In diesen beängstigenden Zeiten kristallisierte sich aber ein Fels in der Brandung heraus: Ärztinnen und Ärzte sind die Helden der Pandemie! Europaweit vertrauen 81 Prozent der Befragten ihnen am meisten bei allen Gesundheitsfragen. Portugal landete hier mit stolzen 90 Prozent auf dem ersten Platz, in Deutschland haben immerhin 79 Prozent höchstes Vertrauen in ihre Ärztinnen und Ärzte.
Quelle: Stada
Etwas überraschend wurde aber auch deutlich: die Beliebtheit von Videosprechstunden sank im Vergleich zum ersten Pandemiejahr. Während in 2020 noch 70 Prozent die Behandlung via Webcam guthießen, sehen jetzt nur noch 57 Prozent der Umfrageteilnehmer diese Form der Arztkonsultation positiv. Besonders aussagestark sind die Zahlen aus Deutschland. Nur sieben Prozent nutzen virtuelle Möglichkeiten, um ihren Arzt zu sehen. Die Spanier, die hier europaweit führend sind, erreichen immerhin 27 Prozent. Als Hintergrund vermuten die Studienmacher eine generelle Bildschirm-Müdigkeit der Menschen. Es gibt einfach zu viele berufliche Videokonferenzen, Zoom-Meetings und private Video-Chats. Zudem weist dies auch auf das Bedürfnis nach sozialen Kontakten und deren Wichtigkeit hin.
Kein Urlaub — darunter litten die Deutschen am meisten
So verwundert es nicht, dass die Europäer weniger die Möglichkeit beunruhigt, sich mit Corona anzustecken, als sich nicht mit Familie und Freunden treffen zu können. Mehr als die Hälfte der Europäer (52 %) empfindet es als belastend, sie nicht sehen zu können. Das gilt besonders für Franzosen und Österreicher (63 %). Insgesamt betrachtet leiden aber die 18- bis 34-Jährigen am stärksten unter der Einsamkeit. Wegen der Reisebeschränkungen und Quarantäneauflagen konnten die meisten Europäer auch nicht in den Urlaub fahren. Etwa jeder vierte Europäer (24 %) fühlte sich am meisten dadurch beeinträchtigt, dass er in den letzten Monaten größtenteils zu Hause bleiben musste. Für die Deutschen (35 %) war dies allerdings der Hauptgrund, warum sie sich deprimiert fühlten. Sie belegen hier Platz 1, gefolgt von den Belgiern mit 31 Prozent.

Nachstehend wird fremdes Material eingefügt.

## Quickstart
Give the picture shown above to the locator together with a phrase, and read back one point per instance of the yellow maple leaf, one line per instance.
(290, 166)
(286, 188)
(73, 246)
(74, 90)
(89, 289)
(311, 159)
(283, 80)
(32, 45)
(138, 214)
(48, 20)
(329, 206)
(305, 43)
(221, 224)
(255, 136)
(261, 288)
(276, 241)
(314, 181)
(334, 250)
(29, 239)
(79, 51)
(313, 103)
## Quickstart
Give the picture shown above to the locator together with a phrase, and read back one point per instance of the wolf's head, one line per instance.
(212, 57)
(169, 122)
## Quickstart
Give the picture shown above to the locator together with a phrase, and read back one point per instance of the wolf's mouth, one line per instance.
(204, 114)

Einschränkungen, Ängste und Sorgen schlagen sich auch immer mehr auf die Psyche nieder. Fast ein Drittel der Europäer berichtet über vermehrte Angstzustände aufgrund der Pandemie. 25 Prozent leiden unter innerer Unruhe und 15 Prozent unter Schlafstörungen. Der selbst eingeschätzte Anteil der Europäer mit Burnout-Risiko bleibt mit 54 Prozent hoch. Noch höher liegt die Zahl bei den 18- bis 34-jährigen Frauen. 65 Prozent hatten bereits einen Burnout oder das Gefühl, kurz davor zu sein.

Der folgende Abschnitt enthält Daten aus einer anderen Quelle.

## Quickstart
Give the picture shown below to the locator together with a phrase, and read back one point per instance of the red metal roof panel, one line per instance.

Positive Auswirkungen gibt es auch
Eine erfreuliche Nachricht liefert der Gesundheitsbericht aber auch: Eine Folge der Pandemie ist, dass die Menschen mehr auf ihre Gesundheit achten. Die Studienleiter vermuten, dass die Hoffnung besteht, ein gesünderer Lebensstil könne helfen, nicht an COVID-19 zu erkranken. Insgesamt 70 Prozent der Europäer zeigten auch eine erhöhte Bereitschaft, mehr Geld und Zeit in ihre Gesundheit zu investieren. 45 Prozent der Befragten achten nun stärker auf eine gesunde Ernährung. Auch zeigen sich 22 Prozent bereit, unabhängig von der Pandemie, künftig weiterhin einen Mund-Nasen-Schutz zum Beispiel im öffentlichen Nahverkehr zu tragen, um sich und andere vor Infektionen zu schützen. Jeder Dritte will weiterhin den empfohlenen Mindestabstand einhalten.
Die meisten Europäer zeigten sich auch sehr zufrieden mit ihrem Gesundheitssystem. Am zufriedensten waren die Briten und Schweizer (91 %). In Deutschland lobten 82 Prozent der Befragten das Gesundheitssystem während der Pandemie. Nur in Osteuropa kritisierten die Befragten ihr Gesundheitssystem. In Serbien waren es 49 Prozent, in Russland 41 Prozent und in Polen 36 Prozent. Das Schlusslicht bildet die Ukraine mit 25 Prozent.